# Cheaper Aftermarket Light Kits / Zero Turn Mower



## Cornelia_Hiker (Aug 24, 2008)

Manufacturer's accessories are SO expensive   Next spring I'm going to get a new Zero Turn mower for the yard. Would like to add a light kit. They mount on the front and are on spring supports. I can run the wiring, do all hookup. Anyone know where I can find cheaper add on lighting kits?

Thanks!


----------



## Broncoxlt (Aug 24, 2008)

Cornelia_Hiker said:


> Manufacturer's accessories are SO expensive   Next spring I'm going to get a new Zero Turn mower for the yard. Would like to add a light kit. They mount on the front and are on spring supports. I can run the wiring, do all hookup. Anyone know where I can find cheaper add on lighting kits?
> 
> Thanks!



look at walmart or advanced auto parts


----------



## Cornelia_Hiker (Aug 24, 2008)

Hi Broncoxlt,

So do they have them there or are you guessing?

Thanks


----------



## Broncoxlt (Aug 24, 2008)

Cornelia_Hiker said:


> Hi Broncoxlt,
> 
> So do they have them there or are you guessing?
> 
> Thanks



Both walmart nad advanced auto parts have off road lights fog lights and divivng lights and some tractor lights. Also check out northerntool.com


----------



## Cornelia_Hiker (Aug 24, 2008)

Hey and thanks, Well this will be a specialty item as the mounts are these spring loaded deals so the light can hit a bush and not break off.


----------



## Todd E (Aug 24, 2008)

I have never seen lights at stores that are the same as the kits that you buy for ZRTs. The one for my Toro is a three light kit completely prewired with a plug. All you do is mount, ziptie wiring, and plug in connector. The kit for mine is $99 + tax. What brand are you referring to? You cannot buy Toro brand parts other than from authorized dealer. If you want similars.....you must find someone who has fabricated kits/parts and sells them under a diff name. I have never seen ZRT light kits other than at the dealer. 

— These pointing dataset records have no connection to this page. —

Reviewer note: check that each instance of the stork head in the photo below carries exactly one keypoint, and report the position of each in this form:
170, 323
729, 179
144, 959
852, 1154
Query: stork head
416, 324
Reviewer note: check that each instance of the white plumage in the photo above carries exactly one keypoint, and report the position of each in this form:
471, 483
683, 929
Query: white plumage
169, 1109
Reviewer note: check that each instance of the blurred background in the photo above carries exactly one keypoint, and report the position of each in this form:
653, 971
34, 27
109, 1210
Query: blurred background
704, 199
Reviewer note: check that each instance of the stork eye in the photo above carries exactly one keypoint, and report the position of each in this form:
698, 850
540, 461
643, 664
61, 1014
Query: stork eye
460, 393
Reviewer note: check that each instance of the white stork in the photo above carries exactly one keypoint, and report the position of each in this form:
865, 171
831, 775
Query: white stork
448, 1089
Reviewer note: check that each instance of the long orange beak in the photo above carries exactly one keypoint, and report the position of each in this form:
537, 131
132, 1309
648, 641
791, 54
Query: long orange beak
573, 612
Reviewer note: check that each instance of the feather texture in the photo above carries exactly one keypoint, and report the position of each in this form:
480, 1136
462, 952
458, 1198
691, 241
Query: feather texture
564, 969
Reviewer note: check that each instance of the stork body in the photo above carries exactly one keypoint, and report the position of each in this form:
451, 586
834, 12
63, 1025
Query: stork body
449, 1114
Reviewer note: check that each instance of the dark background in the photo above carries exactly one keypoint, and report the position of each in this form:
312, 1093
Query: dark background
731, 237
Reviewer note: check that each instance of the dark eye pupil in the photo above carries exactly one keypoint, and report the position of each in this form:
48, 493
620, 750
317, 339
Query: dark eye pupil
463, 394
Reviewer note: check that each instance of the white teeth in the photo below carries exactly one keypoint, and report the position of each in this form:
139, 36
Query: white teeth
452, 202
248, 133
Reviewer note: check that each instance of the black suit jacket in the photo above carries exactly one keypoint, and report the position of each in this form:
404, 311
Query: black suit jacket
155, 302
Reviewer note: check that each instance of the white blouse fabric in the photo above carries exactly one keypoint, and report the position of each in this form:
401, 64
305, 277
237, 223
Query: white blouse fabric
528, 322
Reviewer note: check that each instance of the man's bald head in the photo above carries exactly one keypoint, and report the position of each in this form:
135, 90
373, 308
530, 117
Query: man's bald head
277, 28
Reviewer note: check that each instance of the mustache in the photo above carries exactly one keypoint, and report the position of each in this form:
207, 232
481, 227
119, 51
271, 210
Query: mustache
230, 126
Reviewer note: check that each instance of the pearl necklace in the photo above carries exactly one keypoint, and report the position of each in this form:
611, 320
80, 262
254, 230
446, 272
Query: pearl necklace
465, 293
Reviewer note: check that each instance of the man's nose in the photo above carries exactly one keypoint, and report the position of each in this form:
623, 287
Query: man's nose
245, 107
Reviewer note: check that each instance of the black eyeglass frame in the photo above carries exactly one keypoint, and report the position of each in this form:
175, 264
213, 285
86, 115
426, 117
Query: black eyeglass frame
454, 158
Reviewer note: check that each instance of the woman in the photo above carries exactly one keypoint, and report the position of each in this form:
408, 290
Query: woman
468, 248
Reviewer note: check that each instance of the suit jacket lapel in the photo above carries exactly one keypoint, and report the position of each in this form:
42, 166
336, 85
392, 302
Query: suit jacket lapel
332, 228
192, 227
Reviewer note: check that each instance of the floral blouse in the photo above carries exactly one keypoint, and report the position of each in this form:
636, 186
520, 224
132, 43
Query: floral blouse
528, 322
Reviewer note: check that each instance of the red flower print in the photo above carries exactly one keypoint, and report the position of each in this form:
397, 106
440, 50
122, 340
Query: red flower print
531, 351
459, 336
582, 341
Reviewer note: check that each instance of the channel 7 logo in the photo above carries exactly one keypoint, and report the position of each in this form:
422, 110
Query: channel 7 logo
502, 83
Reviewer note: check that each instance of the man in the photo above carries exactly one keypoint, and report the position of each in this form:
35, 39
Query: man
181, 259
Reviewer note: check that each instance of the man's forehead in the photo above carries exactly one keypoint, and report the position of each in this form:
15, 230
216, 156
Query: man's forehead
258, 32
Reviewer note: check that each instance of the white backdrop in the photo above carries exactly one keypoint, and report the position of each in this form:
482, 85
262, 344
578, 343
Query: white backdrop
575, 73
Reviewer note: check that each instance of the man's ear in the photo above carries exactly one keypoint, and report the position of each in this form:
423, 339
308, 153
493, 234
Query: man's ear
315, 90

Course....if you are mechanical minded....you can buy white fogs similar to the kit, buy longer mounting bolts, buy yourself some sized according springs, wire lights in together, put a male or female conn on end of wire......voila.


----------



## gonner (Aug 24, 2008)

Dude don't fall for the factory play.I've got a Graverly ztr and I put
my lights on myself.They the dealer wanted to sell me the light kit
for 200$ and another 50$ to install.YEAH RIGHT! I went to Northern Tool Supply and bought a light kit and supplies and have around 25 or 30$ in it,took me maybe an hour to mount and wire 
lights.Later I found a square halogen light kit at Harbor Frieght Tools that was cheaper than what I bought mine for and it had better brackets for mounting to the machine.SO yeah you can find them  and you can do them yourself.


----------



## Cornelia_Hiker (Aug 24, 2008)

Thanks guys, I'll check out Northern


----------